Whilst I was strolling back to Orchard Road, the skies became ominously black, and I wondered if I would reach shelter in time. Thankfully, I did as it rained as it only knows how in the Tropics. A little later, I set off for Fort Canning Park, which is near the National Museum and behind the YMCA. The park was much bigger than I expected with a variety of gardens to wander.
It was the site of royal palaces in the 14th Century and a strategic location for the British Army in colonial times until the surrender of Singapore to the Japanese in 1942. Raffles House is at one end of the park and overlooks the harbour. The flag pole in front traditionally displayed flags spelling out messages in morse code to ships entering the harbour.
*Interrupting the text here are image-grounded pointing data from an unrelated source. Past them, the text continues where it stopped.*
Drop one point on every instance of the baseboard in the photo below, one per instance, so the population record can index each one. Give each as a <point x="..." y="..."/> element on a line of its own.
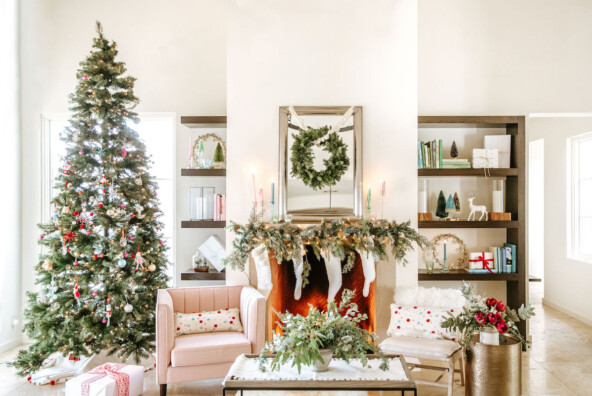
<point x="567" y="311"/>
<point x="10" y="345"/>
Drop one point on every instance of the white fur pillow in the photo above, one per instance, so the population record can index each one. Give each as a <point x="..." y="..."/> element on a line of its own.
<point x="208" y="322"/>
<point x="432" y="297"/>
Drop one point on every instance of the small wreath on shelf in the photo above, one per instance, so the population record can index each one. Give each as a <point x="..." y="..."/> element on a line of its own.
<point x="206" y="137"/>
<point x="463" y="255"/>
<point x="303" y="158"/>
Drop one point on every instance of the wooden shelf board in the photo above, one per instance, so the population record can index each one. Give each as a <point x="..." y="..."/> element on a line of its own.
<point x="456" y="275"/>
<point x="203" y="172"/>
<point x="203" y="224"/>
<point x="204" y="121"/>
<point x="493" y="172"/>
<point x="190" y="274"/>
<point x="468" y="224"/>
<point x="478" y="121"/>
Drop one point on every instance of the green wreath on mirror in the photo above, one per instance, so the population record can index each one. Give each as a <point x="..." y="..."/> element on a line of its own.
<point x="303" y="158"/>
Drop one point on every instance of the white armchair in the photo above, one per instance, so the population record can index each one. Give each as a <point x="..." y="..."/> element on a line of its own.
<point x="415" y="331"/>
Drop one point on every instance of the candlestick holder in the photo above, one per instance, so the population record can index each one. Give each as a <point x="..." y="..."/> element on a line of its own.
<point x="274" y="215"/>
<point x="444" y="269"/>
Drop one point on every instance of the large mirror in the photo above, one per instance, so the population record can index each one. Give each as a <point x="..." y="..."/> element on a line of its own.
<point x="312" y="190"/>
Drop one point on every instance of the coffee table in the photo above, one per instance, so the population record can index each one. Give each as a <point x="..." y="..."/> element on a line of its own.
<point x="245" y="375"/>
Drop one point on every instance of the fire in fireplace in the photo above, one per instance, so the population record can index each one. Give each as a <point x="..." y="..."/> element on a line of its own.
<point x="281" y="297"/>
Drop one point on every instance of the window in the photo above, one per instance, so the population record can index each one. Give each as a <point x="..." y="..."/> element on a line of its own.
<point x="581" y="198"/>
<point x="158" y="133"/>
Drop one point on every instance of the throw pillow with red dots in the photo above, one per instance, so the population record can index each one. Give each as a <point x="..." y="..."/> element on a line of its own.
<point x="415" y="321"/>
<point x="207" y="322"/>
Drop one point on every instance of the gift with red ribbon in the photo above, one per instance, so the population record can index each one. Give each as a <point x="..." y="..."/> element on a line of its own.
<point x="111" y="371"/>
<point x="109" y="379"/>
<point x="483" y="260"/>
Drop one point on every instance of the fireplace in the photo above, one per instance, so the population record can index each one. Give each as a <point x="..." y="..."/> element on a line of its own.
<point x="281" y="297"/>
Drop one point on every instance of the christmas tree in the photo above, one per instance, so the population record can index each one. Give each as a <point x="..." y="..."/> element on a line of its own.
<point x="103" y="258"/>
<point x="441" y="206"/>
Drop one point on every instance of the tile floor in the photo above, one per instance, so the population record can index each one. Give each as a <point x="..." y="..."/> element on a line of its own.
<point x="560" y="363"/>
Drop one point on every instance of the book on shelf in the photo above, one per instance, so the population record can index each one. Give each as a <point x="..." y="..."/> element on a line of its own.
<point x="429" y="155"/>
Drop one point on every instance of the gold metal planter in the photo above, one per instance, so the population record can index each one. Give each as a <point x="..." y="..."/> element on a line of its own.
<point x="494" y="369"/>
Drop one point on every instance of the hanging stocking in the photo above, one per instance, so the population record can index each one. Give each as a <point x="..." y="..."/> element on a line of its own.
<point x="369" y="271"/>
<point x="263" y="267"/>
<point x="333" y="266"/>
<point x="298" y="269"/>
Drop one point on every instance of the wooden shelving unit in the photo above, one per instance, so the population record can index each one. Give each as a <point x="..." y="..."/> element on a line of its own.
<point x="516" y="283"/>
<point x="204" y="121"/>
<point x="499" y="172"/>
<point x="203" y="172"/>
<point x="202" y="224"/>
<point x="190" y="274"/>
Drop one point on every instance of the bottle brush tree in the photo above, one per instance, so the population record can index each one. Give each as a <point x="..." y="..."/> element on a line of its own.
<point x="441" y="207"/>
<point x="453" y="150"/>
<point x="103" y="256"/>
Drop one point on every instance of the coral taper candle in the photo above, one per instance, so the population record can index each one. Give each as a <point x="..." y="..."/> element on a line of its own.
<point x="272" y="193"/>
<point x="254" y="189"/>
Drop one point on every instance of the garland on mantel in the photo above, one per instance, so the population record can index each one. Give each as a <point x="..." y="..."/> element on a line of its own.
<point x="341" y="237"/>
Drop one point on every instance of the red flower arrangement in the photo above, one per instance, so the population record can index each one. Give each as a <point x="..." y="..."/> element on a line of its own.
<point x="486" y="312"/>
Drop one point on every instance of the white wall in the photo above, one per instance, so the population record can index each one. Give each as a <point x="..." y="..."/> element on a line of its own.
<point x="567" y="281"/>
<point x="10" y="297"/>
<point x="178" y="54"/>
<point x="326" y="53"/>
<point x="506" y="57"/>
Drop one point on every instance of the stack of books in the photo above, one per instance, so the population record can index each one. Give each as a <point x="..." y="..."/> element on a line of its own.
<point x="504" y="260"/>
<point x="429" y="155"/>
<point x="455" y="163"/>
<point x="219" y="207"/>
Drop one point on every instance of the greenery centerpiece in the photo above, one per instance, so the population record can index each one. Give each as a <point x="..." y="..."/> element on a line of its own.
<point x="480" y="313"/>
<point x="304" y="338"/>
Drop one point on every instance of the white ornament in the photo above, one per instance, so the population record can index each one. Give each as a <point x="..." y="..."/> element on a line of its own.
<point x="333" y="266"/>
<point x="477" y="208"/>
<point x="369" y="271"/>
<point x="261" y="259"/>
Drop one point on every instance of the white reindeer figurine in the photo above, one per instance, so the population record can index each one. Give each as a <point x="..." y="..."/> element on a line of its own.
<point x="477" y="208"/>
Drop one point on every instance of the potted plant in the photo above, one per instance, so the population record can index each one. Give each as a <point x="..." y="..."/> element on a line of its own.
<point x="314" y="339"/>
<point x="200" y="263"/>
<point x="498" y="353"/>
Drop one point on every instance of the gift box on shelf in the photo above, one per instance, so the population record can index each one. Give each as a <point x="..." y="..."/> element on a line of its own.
<point x="485" y="158"/>
<point x="503" y="145"/>
<point x="109" y="379"/>
<point x="481" y="260"/>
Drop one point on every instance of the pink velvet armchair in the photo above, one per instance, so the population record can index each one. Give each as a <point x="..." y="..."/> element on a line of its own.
<point x="194" y="357"/>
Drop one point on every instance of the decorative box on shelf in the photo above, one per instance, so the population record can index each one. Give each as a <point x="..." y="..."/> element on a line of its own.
<point x="503" y="145"/>
<point x="485" y="158"/>
<point x="109" y="379"/>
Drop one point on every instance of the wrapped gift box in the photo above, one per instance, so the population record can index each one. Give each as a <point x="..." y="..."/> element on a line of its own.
<point x="485" y="158"/>
<point x="503" y="144"/>
<point x="476" y="262"/>
<point x="122" y="380"/>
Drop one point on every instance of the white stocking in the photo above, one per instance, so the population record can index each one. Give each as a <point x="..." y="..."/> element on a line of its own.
<point x="298" y="269"/>
<point x="261" y="259"/>
<point x="333" y="266"/>
<point x="369" y="271"/>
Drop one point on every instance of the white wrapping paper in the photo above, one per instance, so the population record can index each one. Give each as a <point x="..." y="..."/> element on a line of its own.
<point x="106" y="386"/>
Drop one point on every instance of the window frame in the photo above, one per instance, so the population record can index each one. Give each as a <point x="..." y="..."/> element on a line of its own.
<point x="574" y="215"/>
<point x="47" y="179"/>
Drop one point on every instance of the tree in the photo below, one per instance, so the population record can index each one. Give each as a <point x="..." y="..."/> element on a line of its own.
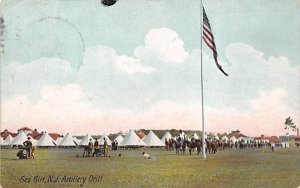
<point x="289" y="124"/>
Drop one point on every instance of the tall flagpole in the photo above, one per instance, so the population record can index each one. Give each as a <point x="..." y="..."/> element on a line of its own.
<point x="202" y="105"/>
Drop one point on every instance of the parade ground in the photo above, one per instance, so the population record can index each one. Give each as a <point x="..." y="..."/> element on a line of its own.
<point x="65" y="167"/>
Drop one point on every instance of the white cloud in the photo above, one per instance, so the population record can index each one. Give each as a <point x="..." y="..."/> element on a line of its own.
<point x="29" y="78"/>
<point x="131" y="65"/>
<point x="164" y="44"/>
<point x="66" y="109"/>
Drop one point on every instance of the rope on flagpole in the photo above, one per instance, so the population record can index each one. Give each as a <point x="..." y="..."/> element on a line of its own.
<point x="202" y="102"/>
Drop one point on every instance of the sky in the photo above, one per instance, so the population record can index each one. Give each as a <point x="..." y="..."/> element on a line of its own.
<point x="79" y="67"/>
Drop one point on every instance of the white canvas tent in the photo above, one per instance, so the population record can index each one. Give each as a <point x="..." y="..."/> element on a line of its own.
<point x="8" y="139"/>
<point x="233" y="139"/>
<point x="119" y="138"/>
<point x="19" y="139"/>
<point x="152" y="140"/>
<point x="45" y="141"/>
<point x="167" y="136"/>
<point x="77" y="141"/>
<point x="225" y="138"/>
<point x="196" y="136"/>
<point x="132" y="139"/>
<point x="58" y="140"/>
<point x="2" y="142"/>
<point x="67" y="140"/>
<point x="33" y="141"/>
<point x="101" y="140"/>
<point x="85" y="140"/>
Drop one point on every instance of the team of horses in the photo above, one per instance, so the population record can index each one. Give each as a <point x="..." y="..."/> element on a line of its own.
<point x="212" y="146"/>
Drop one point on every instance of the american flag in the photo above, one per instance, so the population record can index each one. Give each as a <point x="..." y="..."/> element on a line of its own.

There was also a film showing for the Bicentennial of Singapore which I naively thought I could watch. Tickets were sold out for the entire month so I may have to do that on my return in September.
My final venture of the day was a walk up Orchard Street, Shopping Central of Singapore! It did not appeal, but I had to look. I am not a good shopper! However, I was impressed with the amount of green space between the large malls and especially appreciated the area, albeit concrete, where I could sit and watch the shoppers from above when my feet protested the abuse I had given them all day. As with everywhere in Singapore, the streets were clean, there were wide spaces for walking and the old mingled with the ultramodern. I had dinner at a street stall before returning to my room to re-pack and put my feet up.